Five studies used robotic-assisted body-weight supported treadmill training (RABWSTT), with active initiation of gait. Gorman et al. (2019) used a RCT design to evaluate the efficacy of robotic (exoskeleton) therapy or aquatic therapy to increase cardiorespiratory fitness. Exoskeleton training was not able to increase VO2peak during conventional maximum arm ergometry testing but was able to increase mode-specific VO2 during exoskeleton walking sessions. Similarly, Gorman et al. (2016) demonstrated an increase in VO2 during RABWSTT-specific training. Hoekstra et al. (2013) used a 24-session pre-post design to evaluate fitness in individuals with incomplete SCI. No differences were observed in submaximal VO2 post-intervention, though improvements in submaximal heart rate and resting heart rate were observed. While Turiel et al. (2011) indicated improvements in diastolic heart function after 6 weeks of RABWSTT, they did not report translations into improved cardiorespiratory fitness. Finally, in the only positive study, Cheung et al. (2019) used an RCT design to indicate improvements in cardiorespiratory fitness after 8 weeks of RABWSTT; however, the magnitude of improvement was so small it would be considered negligible in a functional capacity.

Conclusions

There is Level 1b evidence (Millar et al. 2009) that at least 1 month of 3x/week BWSTT can improve autonomic nervous system function.
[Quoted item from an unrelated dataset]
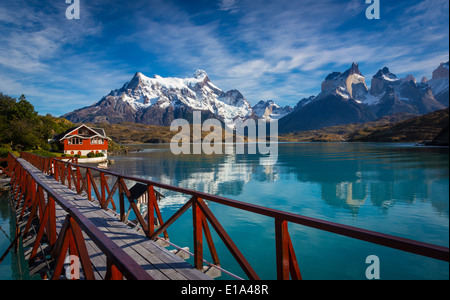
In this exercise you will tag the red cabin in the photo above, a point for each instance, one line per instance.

There is Level 4 evidence (Jack et al. 2009) that 16 weeks of 3x/week BWSTT can improve VO2peak.

There is Level 4 evidence (Stevens et al. 2015) that 8 weeks of 3x/week BWSTT can improve submaximal exercise capacity.

There is Level 4 evidence (Soyupek et al. 2009; Terson de Paleville et al. 2013) that 6 weeks of 5x/week BWSTT can improve respiratory function.

There is Level 4 evidence (de Carvalho & Cliquet 2005; de Carvalho et al. 2006; Ditor et al. 2005) that at least 3 months of passive BWSTT can improve aspects of cardiovascular function in individuals with motor-complete injuries.